EU Report on Cloud Security

A report from the European Network and Information Security Agency (ENISA) – responsible for improving network and information security and organising defence against cyberattacks in the EU – has described cloud computing as a “double edged sword”.

Concerns…

ENISA note that the more services and resources stored in data centres mean that an attack can theoretically affect more people, as the effect will be multiplied. As short periods of downtime from large IaaS and PaaS services showed, attacks against large cloud vendors which provide service s to other vendors, such as Amazon EC2 and Windows Azure, could cause widespread disruption to service.

…mitigated?

However, few, if any downtime to IaaS providers have come from malicious attacks, and in fact, the other side of the coin is in fact the protection that cloud computing has both on virtual attacks like DDoS attempts – as elasticity can distribute load through a large datacentre.
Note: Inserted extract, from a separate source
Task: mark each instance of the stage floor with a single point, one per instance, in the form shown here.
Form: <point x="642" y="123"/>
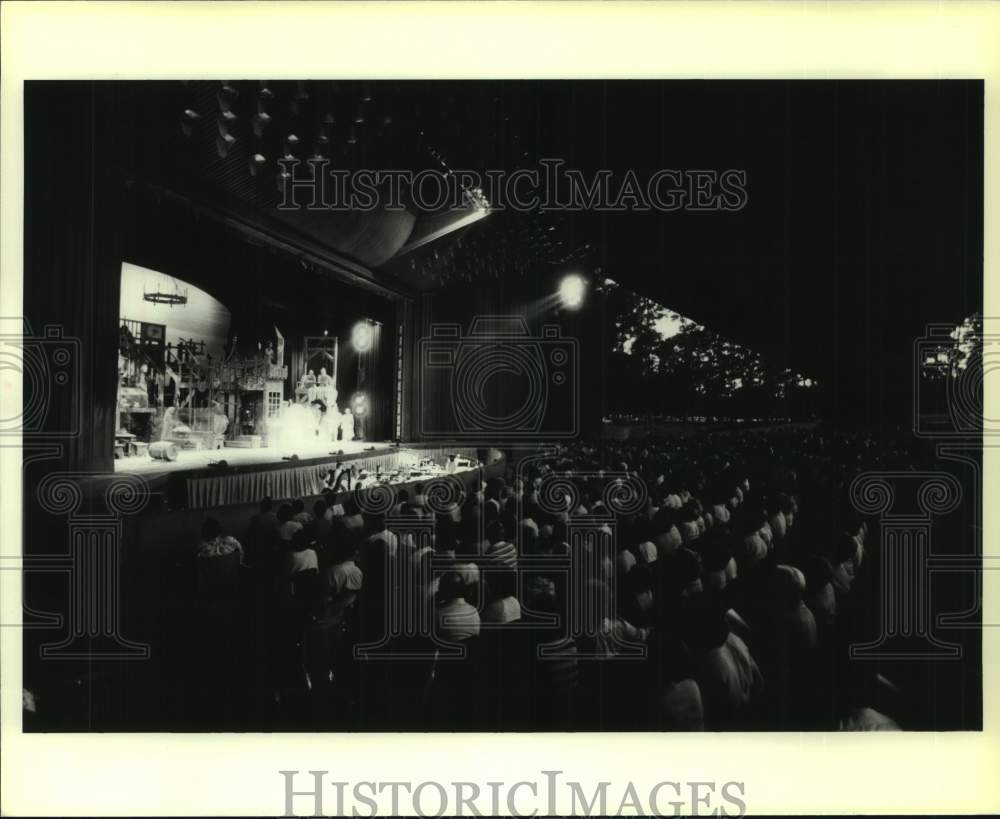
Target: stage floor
<point x="190" y="459"/>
The other aspect, the physical security of cloud services in datacentres, which are being constructed to withstand natural disasters and with high levels of physical security to prevent unauthorised access, also means that typically datacentres are more secure than on-premise server stacks.

Recommendations

The report recognises that cloud computing is here to stay, and will increase in importance as more businesses and public sector organisations begin to move data, services and platforms into the cloud. Harmonised standards and protocols will benefit all services and users, as security improves for everyone.